When designing applications for the cloud, irrespective of the chosen platform, I have often found it useful to consider four specific topics during my initial discussions: scalability, availability, manageability and feasibility.
It is important to remember that the items presented under each topic within this article are not an exhaustive list and are aimed only at presenting a starting point for a series of long and detailed conversations with the stakeholders of your project, always the most important part of the design of any application. The aim of these conversations should be to produce an initial high-level design and architecture. This is achieved by considering these four key elements holistically within the domain of the customers project requirements, always remembering to consider the side-effects and trade-offs of any design decision (i.e. what we gain vs. what we lose, or what we make more difficult).

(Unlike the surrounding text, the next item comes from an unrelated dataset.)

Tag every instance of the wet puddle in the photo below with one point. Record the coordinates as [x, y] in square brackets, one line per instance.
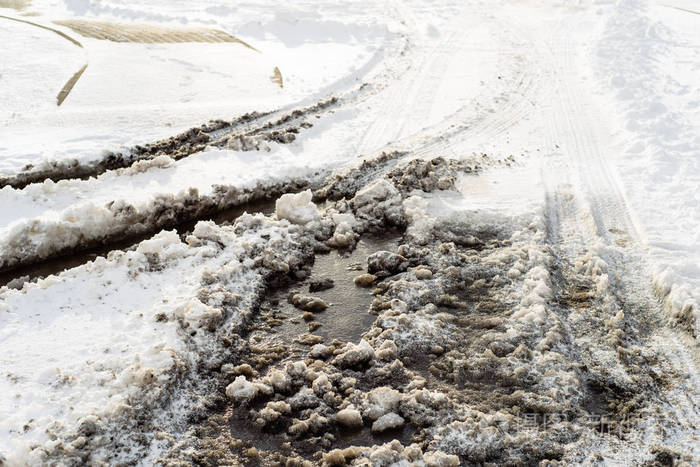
[346, 317]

Conversations about scalability should focus on any requirement to add additional capacity to the application and related services to handle increases in load and demand. It is particularly important to consider each application tier when designing for scalability, how they should scale individually and how we can avoid contention issues and bottlenecks. Key areas to consider include:
- Will we need to scale individual application layers and, if so, how can we achieve this without affecting availability?
- How quickly will we need to scale individual services?
- How do we add additional capacity to the application or any part of it?
- Will the application need to run at scale 24x7, or can we scale-down outside business hours or at weekends for example?
Platform / Data
- Can we work within the constraints of our chosen persistence services while working at scale (database size, transaction throughput, etc.)?
- How can we partition our data to aid scalability within persistence platform constraints (e.g. maximum database sizes, concurrent request limits, etc.)?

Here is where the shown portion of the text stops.